For innovation and jobs, think grassroots


What you need to know:

  • For, a few years back, Kenya had started to depart from the normal developing economy pathway.
  • The difference was a skip-hop forwards to stage 3, innovation, where it was still barely moving in primary industries and infrastructure.

Does everything always come in its order, or can we, maybe, skip forwards to putting on the roof, and thus shelter on our house, while we are still building the foundations?

For, a few years back, Kenya had started to depart from the normal developing economy pathway.

The difference was a skip-hop forwards to stage 3, innovation, where it was still barely moving in primary industries and infrastructure, which are normally the precursor to vigorous service and intellectual industries.

That had fuelled a parade of innovation hubs, which have kept growing, with one of the most recent at Nairobi University creating, in a matter of months, more than 17 new aides to assist in securing the health of mothers and babies. Yet there remains a gulf, somewhere, between these hubs and the cracks in our human welfare.

For, courtesy of Covid, there was an occasion I arrived back in Kenya from the UK during its red-list period, and had to quarantine for seven days. A friend put me up in a compound in Siaya. All the water came in plastic barrels dragged out of Lake Victoria: only later did I focus on Neglected Tropical Diseases and realise it was one of our top sources of Bilharzia, even touching the water. Yet on a walk around the area, after my all-clear, we passed a house where the ‘tap’ was pointed out to me — a wooden frame and hanging piece of soap — as an item of significance. Much later, I was shown a video by the WeFarm NGO, which explained ‘tippy taps’, which were that same, wooden frame. Yet, in that context and area, that tap was a feature to visit, it made a difference, but had not spread like wildfire. The same video had a woman explaining how she added water purification tablets to her water, but I never saw any tablets being used while I was by the lake.

So, how do we get beyond just one water-safe tippy tap?
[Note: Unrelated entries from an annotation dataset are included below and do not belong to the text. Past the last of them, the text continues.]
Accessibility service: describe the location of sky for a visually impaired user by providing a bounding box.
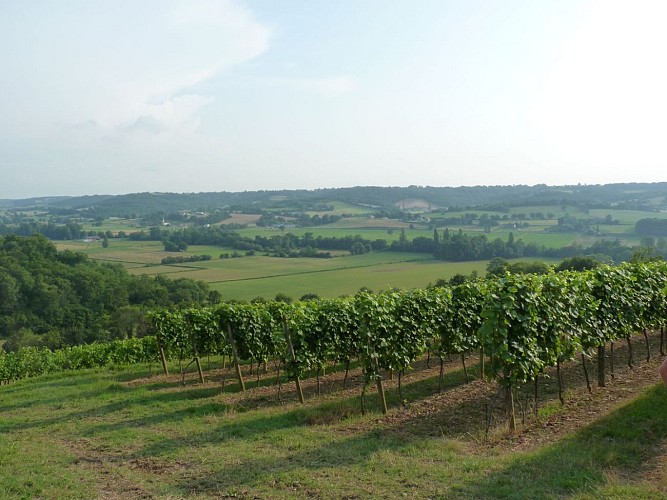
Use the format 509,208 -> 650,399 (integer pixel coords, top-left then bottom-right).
0,0 -> 667,199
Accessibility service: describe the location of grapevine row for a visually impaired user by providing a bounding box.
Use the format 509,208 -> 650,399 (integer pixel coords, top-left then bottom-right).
151,262 -> 667,426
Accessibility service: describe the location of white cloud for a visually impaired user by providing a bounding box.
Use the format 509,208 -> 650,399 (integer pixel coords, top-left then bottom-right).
7,0 -> 271,134
266,76 -> 357,97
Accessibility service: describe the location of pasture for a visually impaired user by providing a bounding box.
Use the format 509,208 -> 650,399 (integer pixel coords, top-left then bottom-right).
0,332 -> 667,499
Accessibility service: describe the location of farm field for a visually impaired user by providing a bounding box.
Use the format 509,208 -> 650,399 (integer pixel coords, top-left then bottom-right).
0,330 -> 667,499
57,202 -> 667,300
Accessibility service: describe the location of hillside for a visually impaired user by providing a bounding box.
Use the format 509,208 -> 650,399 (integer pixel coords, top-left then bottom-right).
0,182 -> 667,217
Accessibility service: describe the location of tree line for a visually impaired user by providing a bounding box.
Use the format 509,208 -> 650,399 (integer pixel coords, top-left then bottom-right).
0,235 -> 219,350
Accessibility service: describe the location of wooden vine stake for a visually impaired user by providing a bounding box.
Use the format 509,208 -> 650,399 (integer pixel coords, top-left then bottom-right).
581,351 -> 593,393
373,358 -> 387,415
283,319 -> 306,403
227,323 -> 245,392
195,354 -> 204,384
626,337 -> 634,370
598,345 -> 605,387
479,348 -> 486,382
505,386 -> 516,433
158,340 -> 169,375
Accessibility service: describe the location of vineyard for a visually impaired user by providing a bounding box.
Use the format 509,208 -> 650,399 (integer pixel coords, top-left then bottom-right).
6,262 -> 667,430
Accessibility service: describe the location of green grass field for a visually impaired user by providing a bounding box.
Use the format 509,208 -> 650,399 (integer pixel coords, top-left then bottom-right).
57,203 -> 667,300
0,339 -> 667,500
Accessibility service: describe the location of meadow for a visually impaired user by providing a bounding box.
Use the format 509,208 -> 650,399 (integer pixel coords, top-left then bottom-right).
57,204 -> 667,300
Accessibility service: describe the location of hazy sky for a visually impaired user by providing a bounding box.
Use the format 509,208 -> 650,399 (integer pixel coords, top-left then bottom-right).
0,0 -> 667,198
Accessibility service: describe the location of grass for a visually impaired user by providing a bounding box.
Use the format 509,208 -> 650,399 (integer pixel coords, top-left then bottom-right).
0,338 -> 667,499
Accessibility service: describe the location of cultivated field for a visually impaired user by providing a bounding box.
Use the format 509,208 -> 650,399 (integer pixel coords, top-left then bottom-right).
0,330 -> 667,499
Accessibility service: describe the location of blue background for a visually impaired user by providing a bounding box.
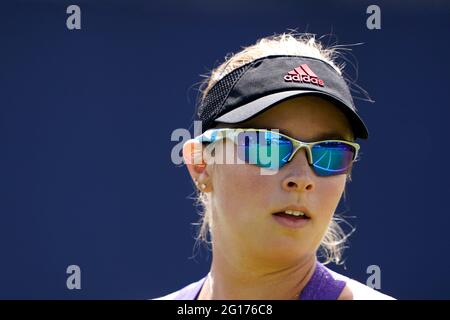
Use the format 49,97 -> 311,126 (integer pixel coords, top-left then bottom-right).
0,0 -> 450,299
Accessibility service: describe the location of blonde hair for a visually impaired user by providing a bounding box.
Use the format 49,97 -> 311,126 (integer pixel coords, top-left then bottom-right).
195,32 -> 354,264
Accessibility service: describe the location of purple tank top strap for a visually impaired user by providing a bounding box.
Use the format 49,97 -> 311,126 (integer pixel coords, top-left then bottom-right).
299,262 -> 346,300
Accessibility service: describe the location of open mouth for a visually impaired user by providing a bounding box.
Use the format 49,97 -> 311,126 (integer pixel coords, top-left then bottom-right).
274,210 -> 311,219
273,210 -> 311,228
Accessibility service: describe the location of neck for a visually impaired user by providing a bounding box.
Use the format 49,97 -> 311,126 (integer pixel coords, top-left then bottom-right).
199,250 -> 317,300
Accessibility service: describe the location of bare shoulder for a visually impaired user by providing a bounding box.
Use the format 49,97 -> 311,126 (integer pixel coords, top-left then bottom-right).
330,270 -> 395,300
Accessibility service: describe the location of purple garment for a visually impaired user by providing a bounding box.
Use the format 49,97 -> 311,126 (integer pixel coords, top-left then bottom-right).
165,262 -> 345,300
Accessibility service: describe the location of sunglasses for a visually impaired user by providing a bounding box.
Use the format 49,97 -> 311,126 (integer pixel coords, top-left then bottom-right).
196,128 -> 360,177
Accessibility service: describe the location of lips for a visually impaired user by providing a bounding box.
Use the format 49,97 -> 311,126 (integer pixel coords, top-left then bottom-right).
272,206 -> 311,228
273,206 -> 311,219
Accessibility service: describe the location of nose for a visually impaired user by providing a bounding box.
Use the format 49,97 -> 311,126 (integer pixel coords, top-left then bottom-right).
281,149 -> 315,192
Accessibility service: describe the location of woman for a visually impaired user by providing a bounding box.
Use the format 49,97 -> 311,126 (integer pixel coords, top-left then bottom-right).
159,34 -> 391,300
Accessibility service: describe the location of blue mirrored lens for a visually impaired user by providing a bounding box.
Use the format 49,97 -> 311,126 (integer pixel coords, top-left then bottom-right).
238,131 -> 293,169
311,142 -> 355,176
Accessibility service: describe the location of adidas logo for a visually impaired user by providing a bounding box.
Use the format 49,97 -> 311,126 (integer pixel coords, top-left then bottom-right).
284,63 -> 325,87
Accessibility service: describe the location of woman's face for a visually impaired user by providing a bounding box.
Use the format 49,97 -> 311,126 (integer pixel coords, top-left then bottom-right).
207,96 -> 353,265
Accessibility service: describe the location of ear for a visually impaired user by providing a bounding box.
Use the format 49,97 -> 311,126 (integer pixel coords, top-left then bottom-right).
183,139 -> 210,191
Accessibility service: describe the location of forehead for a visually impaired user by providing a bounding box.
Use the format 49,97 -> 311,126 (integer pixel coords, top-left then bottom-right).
238,96 -> 353,142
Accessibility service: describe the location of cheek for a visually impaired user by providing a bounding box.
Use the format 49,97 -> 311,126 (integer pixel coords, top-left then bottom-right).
316,175 -> 346,223
212,164 -> 269,221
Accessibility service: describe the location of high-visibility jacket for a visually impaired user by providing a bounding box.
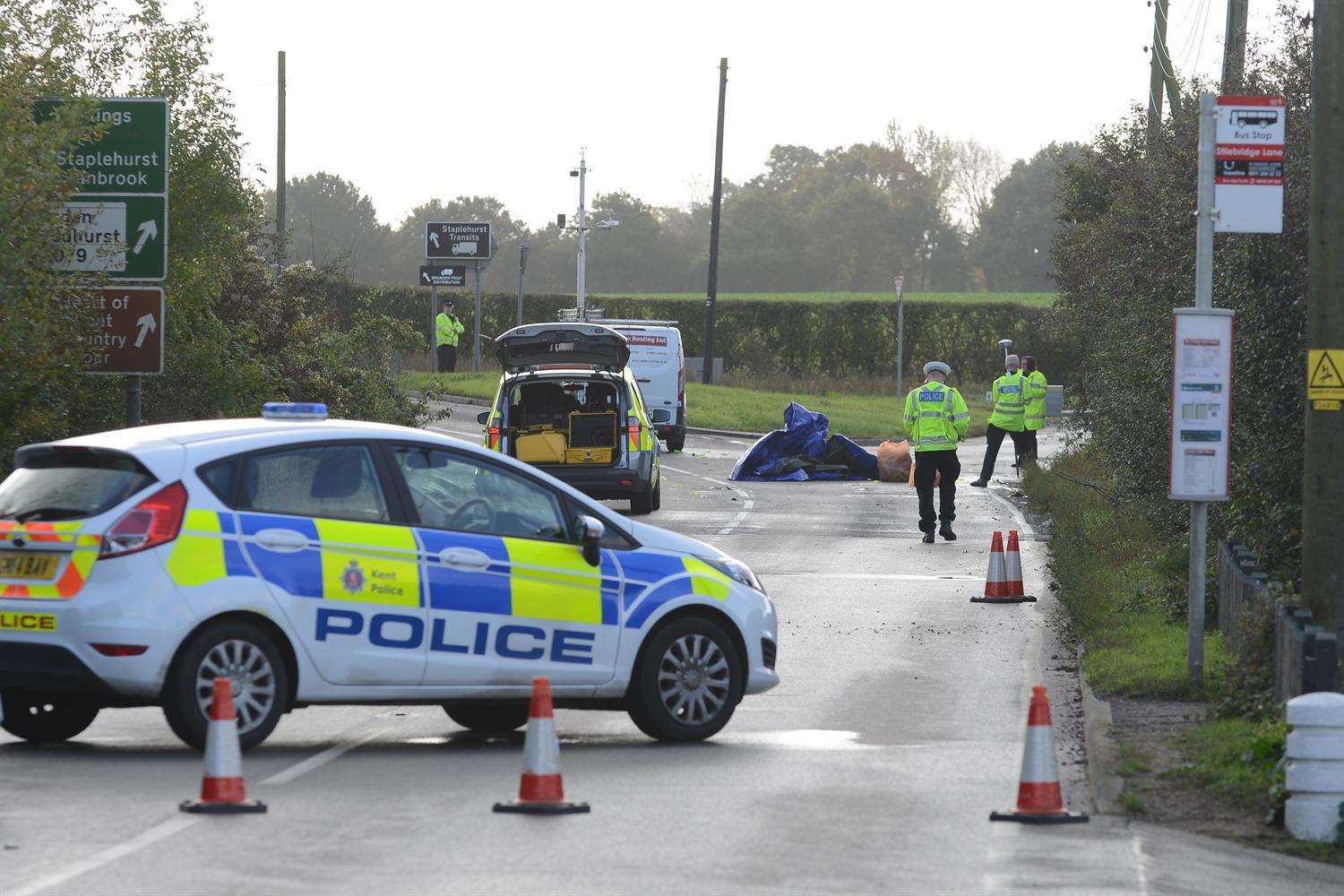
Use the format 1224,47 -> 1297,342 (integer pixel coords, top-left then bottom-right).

I think, now, the answer is rather large. For we have gone a long time coming up with ideas and trying to get funding to develop them. But I have seen, of late, that we could go far further and far faster by working with all the world’s innovations and having our innovators apply them in Kenya.

Take water. There is now a fabric, invented by a Swiss firm, Livinguard, that the World Economic Forum has named a global innovator. Designed to hold positive charges that attract bacteria and viruses and are so strong that they break their cell walls, destroying them, the fabric is on sale in Kenya today as a virus-eating face mask that kills all Covid variants.

But in India, its developers have partnered with firms to create sanitary towels that can be simply washed in water and reused and never smell or have germs — imagine if we did that, and not only India, instead of all those pads we hand out that quickly become unusable? They had also partnered to create a community water purifier, where water ran through the germ-killing fabric, needing almost no power to run: the cost was so low per barrel, way less than any tablet.

Then, in Laikipia, I was later shown kilns that had been created using foreign technology to prevent smoke and fumes to create smokeless charcoal from the invasive lileshwa bush destroying pasturelands there. The scheme is banned now, alongside the charcoal burners that were harming the environment.

So there is our second rub – a legislative machine that bans eco-projects, trying to protect us from unecological ones.

In fact, if we really want to expand our innovation and solutions exponentially in 2022, we need more than those Nairobi centres. We need an innovation information service, feeding to all our youth, and farmers too, on breakthrough technologies we can partner with and apply, and a fast application process to our legislators to remove eco and innovation roadblocks.

Then we might get safe water, universal power, and jobs and incomes too, creating a faster foundation from our innovation, instead of a roof on a weak frame.